Zilog will then orchestrate and timetable LTB orders for the Z80 based on customer demand, while WFM will subsequently confirm the actual delivery dates. Depending on the aggregate LTB demand, the company might enforce more stringent stipulations on the minimum and maximum order quantities.

Federico Faggin, erstwhile Intel engineer and Zilog's founder embarked on this venture in 1974 following his involvement with the Intel 4004, the pioneering 4-bit CPU. The Zilog Z80 debuted in July 1976, envisioned as a software-compatible "extension" and refinement of the Intel 8080 processor.

Conceived by a small team of 12, the Z80 achieved extraordinary success, propelling Zilog to inaugurate its own chip fabrication facilities and swell its workforce to over a thousand within a mere two years. Initially intended for embedded systems, much like its Intel progenitor, the Z80 evolved into a pivotal component in gaming hardware from the 1970s through to the mid-1980s.

The Z80's influence reverberated through the realms of home computers and gaming consoles, leaving an indelible mark on the industry. It powered Sega's Master System and SG-1000, as well as Nintendo's Game Boy and Game Boy Color, bringing joy to countless gamers. It also played a pivotal role in the creation of many iconic arcade games, including the original Pac-Man. Beyond gaming, this 8-bit processor found utility in military hardware, musical synthesizers such as the Roland Jupiter-8, and a plethora of other electronic gadgets, underscoring its versatility and impact.

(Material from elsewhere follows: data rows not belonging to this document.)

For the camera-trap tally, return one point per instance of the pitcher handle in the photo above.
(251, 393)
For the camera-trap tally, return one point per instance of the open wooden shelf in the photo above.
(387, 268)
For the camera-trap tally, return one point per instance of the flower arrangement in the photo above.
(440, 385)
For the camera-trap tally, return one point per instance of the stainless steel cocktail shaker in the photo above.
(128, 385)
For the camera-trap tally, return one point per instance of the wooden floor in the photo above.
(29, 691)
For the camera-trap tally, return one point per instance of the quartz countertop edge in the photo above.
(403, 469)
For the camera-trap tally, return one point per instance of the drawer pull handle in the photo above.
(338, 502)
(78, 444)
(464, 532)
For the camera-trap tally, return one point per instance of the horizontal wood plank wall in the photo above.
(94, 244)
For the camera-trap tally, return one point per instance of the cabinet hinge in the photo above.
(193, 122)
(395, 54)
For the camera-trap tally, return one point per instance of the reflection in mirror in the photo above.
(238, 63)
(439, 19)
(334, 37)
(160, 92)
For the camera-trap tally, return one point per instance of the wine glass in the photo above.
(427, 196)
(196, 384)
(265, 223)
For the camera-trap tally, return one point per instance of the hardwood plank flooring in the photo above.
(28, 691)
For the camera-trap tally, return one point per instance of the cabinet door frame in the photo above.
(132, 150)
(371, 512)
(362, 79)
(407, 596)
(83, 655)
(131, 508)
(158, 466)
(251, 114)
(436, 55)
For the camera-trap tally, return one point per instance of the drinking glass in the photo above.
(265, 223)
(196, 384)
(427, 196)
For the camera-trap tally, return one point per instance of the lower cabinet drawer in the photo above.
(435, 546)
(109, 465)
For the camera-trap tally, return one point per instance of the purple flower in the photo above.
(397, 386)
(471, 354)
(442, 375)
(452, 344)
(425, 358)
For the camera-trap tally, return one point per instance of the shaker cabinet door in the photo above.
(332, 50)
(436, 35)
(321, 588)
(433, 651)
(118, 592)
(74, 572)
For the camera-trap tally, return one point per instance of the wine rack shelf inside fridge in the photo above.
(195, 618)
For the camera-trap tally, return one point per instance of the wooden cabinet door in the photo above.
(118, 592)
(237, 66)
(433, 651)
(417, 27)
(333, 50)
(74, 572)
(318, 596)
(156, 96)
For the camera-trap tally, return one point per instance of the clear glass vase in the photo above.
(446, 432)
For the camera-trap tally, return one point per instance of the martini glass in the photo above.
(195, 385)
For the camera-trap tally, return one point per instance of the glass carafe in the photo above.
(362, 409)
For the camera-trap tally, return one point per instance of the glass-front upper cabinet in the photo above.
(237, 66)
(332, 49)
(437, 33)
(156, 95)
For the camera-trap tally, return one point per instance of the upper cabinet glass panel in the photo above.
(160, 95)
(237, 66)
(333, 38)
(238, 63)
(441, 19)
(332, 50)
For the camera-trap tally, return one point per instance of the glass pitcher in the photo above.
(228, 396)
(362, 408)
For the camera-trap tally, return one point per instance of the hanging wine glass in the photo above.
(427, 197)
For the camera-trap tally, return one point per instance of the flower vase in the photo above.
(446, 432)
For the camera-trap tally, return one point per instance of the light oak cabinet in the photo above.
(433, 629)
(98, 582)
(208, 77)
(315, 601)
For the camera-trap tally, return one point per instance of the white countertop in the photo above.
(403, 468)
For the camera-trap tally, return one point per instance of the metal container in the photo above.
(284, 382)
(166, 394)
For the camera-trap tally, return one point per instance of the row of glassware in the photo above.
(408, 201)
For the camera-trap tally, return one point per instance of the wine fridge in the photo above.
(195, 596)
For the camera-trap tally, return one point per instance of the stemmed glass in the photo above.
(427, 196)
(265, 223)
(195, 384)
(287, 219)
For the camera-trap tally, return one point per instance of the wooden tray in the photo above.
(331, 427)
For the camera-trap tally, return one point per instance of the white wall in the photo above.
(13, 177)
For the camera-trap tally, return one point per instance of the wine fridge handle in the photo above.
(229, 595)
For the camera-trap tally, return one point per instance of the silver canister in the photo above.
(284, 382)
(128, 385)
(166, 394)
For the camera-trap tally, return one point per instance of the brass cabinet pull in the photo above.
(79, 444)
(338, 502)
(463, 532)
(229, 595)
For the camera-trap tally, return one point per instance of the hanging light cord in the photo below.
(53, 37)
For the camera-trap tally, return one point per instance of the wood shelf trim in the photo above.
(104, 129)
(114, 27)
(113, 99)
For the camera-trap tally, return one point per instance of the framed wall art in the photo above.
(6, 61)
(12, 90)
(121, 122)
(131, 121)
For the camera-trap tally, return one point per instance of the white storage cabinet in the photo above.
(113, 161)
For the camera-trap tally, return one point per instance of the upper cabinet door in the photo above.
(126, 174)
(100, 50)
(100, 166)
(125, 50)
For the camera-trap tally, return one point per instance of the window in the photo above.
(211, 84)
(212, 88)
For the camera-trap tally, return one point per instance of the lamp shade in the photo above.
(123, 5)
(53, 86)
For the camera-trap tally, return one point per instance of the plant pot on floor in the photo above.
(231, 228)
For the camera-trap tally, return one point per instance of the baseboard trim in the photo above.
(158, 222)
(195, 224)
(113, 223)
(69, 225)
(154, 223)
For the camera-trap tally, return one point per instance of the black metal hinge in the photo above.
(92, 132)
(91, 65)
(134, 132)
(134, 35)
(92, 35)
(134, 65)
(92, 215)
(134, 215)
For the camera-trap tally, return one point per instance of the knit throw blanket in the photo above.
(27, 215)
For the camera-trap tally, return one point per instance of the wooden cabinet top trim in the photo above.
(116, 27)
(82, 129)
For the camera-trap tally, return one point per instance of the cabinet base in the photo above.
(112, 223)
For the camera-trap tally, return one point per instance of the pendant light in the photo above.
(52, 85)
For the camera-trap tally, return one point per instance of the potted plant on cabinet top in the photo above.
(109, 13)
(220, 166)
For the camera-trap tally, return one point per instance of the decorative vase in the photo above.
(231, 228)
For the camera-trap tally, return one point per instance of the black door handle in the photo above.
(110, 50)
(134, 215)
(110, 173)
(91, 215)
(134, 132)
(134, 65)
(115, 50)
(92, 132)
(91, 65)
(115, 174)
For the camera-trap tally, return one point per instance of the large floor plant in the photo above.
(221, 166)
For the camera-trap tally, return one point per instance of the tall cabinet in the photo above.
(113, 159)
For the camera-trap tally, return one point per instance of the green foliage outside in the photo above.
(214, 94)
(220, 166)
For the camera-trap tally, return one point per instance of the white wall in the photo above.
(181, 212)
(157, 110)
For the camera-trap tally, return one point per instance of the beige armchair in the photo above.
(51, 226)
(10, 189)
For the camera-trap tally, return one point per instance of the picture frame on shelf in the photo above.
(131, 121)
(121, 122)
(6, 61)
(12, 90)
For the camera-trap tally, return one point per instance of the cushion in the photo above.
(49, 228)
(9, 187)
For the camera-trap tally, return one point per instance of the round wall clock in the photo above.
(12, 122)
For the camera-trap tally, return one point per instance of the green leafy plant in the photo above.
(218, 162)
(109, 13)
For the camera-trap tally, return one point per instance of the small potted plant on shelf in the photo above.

Zilog disseminated its Z80 blueprint to American firms Synertek and Mostek, bolstering Faggin's production capabilities, and to European giant SGS/STMicroelectronics. The CPU's design was subsequently emulated by manufacturers in Japan, Eastern Europe, and the Soviet Union, while conglomerates like NEC, Toshiba, Sharp, and Hitachi churned out their compatible chip variants.

Zilog has pivoted Z80 production back towards the embedded device sector, delivering advanced microcontroller offerings that maintain compatibility with the original Z80 and Z180 architectures.